For all their early gender-bending pretensions - Annie Lennox's butch androgyne caricature, lyrics about nasty sex and fascism - the Eurythmics' claim to artistic credibility never entirely convinced; those brooding album covers shoots and faux-Orwellian videos sitting uneasily beside their saccharine sub-Pretenders singalongs. It's hardly surprising then that this comeback tour sees the duo succumb to the hoary rock star's equivalent of senile dementia: the love and peace vibe.
In the foyer, we are overwhelmed with Amnesty International literature. Further on, hulking video screens loom over the stage, urging the audience - with overtones of dystopian menace oddly redolent of 1984 - to "make a difference". How? By sending money to Greenpeace - silly! Later on Lennox will tell us she thinks the Northern Ireland Peace process is a great idea. Cheers Annie. We'll pass it on.
Beneath all the matey earnestness and flower waving, the Eurythmics remain a clever pub band made good, a sexless Depeche Mode for the cappuccino supping Ben Sherman clad masses.

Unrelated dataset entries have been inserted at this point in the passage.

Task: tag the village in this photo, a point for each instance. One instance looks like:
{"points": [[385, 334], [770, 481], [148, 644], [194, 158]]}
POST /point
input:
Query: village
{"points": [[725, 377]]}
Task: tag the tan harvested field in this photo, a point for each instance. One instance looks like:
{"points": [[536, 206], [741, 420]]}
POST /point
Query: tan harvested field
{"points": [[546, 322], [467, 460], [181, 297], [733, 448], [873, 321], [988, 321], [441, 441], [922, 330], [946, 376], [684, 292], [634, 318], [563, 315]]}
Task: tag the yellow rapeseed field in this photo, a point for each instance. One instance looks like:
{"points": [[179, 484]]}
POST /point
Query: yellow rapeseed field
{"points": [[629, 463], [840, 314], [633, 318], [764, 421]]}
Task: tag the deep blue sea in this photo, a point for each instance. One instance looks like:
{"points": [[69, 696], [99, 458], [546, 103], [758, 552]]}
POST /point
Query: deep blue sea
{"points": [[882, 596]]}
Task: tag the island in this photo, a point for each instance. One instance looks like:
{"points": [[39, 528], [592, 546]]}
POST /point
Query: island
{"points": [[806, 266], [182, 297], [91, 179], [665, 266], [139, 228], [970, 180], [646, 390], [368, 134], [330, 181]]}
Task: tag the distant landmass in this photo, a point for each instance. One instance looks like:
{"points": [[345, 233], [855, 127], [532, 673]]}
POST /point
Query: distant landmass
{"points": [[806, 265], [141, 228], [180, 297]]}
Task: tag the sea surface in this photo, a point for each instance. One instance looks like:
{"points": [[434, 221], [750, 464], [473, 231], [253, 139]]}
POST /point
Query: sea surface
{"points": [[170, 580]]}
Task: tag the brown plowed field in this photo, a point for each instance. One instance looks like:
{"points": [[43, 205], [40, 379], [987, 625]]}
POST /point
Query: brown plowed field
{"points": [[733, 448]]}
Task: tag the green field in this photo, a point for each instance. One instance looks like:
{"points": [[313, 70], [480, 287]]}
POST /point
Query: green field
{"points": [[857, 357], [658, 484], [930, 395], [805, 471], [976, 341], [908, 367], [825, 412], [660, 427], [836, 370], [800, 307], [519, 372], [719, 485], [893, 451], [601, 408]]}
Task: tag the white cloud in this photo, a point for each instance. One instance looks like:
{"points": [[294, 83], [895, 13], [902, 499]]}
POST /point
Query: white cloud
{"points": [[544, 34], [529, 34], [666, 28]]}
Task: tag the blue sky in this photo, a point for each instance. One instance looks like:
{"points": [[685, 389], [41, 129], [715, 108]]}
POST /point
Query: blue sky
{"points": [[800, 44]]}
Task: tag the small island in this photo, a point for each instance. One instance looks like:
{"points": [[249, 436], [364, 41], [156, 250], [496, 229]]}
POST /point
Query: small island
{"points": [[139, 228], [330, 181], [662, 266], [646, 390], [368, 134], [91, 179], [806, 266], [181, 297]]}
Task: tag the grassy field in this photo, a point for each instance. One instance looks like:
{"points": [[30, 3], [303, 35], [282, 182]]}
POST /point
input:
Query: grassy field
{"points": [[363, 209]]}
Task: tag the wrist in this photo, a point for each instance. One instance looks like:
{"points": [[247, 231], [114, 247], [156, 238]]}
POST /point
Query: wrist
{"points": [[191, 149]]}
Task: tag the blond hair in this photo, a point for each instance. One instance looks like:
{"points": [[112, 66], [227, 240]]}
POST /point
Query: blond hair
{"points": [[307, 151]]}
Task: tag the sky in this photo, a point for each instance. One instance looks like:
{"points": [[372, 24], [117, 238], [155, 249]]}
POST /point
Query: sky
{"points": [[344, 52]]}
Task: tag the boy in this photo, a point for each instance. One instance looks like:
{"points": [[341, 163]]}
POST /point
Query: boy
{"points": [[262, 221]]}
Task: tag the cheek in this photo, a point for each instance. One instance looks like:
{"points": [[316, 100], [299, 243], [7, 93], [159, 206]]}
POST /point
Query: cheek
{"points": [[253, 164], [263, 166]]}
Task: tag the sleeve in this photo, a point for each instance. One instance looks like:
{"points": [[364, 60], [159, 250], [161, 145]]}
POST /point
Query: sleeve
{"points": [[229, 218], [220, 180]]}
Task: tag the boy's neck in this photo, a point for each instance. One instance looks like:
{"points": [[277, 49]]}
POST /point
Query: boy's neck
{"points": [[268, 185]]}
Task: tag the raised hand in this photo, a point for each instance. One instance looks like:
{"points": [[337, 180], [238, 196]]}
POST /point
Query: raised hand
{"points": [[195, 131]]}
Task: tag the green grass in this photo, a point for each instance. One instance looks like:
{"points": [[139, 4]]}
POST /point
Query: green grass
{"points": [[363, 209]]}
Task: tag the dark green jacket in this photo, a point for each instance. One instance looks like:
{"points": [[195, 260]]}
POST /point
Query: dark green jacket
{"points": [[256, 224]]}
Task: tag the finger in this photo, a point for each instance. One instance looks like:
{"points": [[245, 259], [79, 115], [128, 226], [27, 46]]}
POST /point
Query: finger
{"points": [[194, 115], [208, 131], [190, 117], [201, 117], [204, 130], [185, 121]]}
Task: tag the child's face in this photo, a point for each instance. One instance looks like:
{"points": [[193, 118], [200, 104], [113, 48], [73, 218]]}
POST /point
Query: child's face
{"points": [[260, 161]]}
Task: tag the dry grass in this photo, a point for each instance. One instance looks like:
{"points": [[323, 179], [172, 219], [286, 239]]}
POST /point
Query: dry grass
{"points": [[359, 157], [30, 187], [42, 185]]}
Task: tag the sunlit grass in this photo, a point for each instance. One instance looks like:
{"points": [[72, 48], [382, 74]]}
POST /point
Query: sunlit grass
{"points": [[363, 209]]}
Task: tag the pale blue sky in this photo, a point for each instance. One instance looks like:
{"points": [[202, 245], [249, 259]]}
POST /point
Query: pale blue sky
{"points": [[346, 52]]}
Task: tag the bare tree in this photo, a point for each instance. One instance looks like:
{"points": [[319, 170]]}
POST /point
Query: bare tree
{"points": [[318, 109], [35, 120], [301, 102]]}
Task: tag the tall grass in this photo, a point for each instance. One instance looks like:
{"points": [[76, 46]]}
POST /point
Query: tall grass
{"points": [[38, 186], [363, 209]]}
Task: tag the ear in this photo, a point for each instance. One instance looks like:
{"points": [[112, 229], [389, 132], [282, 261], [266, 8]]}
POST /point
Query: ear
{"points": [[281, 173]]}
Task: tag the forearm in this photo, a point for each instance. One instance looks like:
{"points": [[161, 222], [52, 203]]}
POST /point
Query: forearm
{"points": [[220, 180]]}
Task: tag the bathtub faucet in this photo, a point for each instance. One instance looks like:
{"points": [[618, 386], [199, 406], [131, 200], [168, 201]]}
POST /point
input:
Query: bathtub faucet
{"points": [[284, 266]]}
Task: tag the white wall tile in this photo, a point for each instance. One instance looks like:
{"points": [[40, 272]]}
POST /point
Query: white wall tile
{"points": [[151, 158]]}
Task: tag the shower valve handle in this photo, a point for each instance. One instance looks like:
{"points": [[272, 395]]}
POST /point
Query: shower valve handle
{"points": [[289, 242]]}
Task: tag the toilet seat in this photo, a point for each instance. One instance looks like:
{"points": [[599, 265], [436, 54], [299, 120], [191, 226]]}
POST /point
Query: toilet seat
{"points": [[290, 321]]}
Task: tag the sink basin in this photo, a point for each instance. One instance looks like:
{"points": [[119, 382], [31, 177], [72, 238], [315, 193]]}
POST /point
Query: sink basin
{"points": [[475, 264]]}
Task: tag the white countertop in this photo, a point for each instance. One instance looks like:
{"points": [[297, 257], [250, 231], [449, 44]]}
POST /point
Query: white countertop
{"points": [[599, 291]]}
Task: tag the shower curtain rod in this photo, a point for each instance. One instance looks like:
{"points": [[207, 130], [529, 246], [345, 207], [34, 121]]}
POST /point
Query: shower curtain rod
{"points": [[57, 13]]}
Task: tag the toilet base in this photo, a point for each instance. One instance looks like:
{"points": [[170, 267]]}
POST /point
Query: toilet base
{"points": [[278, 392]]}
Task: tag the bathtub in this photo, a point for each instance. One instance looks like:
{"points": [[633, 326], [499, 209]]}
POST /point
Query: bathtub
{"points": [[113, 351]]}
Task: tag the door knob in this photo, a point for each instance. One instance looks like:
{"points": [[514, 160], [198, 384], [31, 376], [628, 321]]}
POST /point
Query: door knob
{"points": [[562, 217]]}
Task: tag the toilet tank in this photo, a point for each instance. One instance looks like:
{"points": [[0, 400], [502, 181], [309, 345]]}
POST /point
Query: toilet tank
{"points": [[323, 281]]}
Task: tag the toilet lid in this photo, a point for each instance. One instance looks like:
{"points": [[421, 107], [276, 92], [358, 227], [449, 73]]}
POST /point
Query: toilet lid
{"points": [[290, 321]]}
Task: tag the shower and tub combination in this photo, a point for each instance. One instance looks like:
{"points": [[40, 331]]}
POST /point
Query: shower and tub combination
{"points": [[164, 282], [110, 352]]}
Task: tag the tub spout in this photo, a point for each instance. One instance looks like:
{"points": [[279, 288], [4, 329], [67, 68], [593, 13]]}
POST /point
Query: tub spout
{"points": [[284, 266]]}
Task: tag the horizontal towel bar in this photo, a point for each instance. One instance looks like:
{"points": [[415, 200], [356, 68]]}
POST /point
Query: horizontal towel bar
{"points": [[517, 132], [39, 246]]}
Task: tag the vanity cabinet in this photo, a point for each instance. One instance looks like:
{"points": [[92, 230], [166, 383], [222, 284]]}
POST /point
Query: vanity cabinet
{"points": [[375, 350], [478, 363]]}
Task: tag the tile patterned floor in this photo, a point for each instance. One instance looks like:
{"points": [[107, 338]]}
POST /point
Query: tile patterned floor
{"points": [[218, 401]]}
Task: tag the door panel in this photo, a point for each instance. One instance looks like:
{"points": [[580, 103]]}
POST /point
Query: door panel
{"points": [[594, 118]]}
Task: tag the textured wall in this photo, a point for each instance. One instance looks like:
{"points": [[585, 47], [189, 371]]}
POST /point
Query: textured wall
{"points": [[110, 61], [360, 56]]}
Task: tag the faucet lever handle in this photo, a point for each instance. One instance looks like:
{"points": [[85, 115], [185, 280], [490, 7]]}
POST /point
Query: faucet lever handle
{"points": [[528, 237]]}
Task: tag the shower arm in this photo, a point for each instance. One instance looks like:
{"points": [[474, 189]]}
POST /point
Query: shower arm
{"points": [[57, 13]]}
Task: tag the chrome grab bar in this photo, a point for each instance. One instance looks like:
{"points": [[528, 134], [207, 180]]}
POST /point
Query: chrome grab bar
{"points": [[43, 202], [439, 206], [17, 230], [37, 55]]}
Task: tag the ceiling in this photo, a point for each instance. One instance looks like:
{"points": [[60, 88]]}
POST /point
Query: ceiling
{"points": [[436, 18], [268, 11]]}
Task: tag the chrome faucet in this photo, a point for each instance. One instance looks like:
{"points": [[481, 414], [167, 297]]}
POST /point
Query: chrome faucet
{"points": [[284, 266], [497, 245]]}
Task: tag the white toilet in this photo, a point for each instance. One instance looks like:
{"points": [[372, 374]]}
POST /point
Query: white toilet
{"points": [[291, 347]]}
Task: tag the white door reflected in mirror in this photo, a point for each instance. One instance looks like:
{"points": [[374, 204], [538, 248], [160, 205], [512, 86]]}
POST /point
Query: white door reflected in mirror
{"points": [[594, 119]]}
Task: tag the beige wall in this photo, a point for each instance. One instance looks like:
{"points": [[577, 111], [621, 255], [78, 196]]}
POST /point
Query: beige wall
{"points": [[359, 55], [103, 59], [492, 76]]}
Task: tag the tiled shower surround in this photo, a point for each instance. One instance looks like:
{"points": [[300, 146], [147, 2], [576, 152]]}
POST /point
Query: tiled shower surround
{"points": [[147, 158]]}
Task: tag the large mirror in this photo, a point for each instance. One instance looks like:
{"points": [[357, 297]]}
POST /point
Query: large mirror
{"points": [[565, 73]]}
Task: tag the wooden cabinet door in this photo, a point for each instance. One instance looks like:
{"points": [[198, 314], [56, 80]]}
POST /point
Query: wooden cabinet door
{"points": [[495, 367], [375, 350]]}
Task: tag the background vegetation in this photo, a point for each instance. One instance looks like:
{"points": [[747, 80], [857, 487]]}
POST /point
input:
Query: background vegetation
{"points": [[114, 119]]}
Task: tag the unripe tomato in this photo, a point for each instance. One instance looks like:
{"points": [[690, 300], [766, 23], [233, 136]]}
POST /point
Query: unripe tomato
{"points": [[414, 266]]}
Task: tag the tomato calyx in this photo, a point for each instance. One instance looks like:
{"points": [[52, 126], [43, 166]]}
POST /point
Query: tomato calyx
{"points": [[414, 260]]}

Thorn in my Side remains the best slush-core anthem Chrissie Hynde never wrote. There Must be an Angel - stripped down to a skeletal essence during a brief mid-show acoustic hiatus - is, depending on your stomach for bubblegum sentimentality, either genuinely affecting or a load of maudlin old tripe. Only Sweet Dreams, tonight's send 'em home happy showstopper, retains its dignity. Buzzsaw sequencers. Blunted Kraftwerk vocals. Nice. The new stuff rapidly coalesces into an indistinguishable ooze of mushed-up bass lines and blustering keyboards while Lennox does herself few favours by attempting to sing Danny Boy just before the final curtain.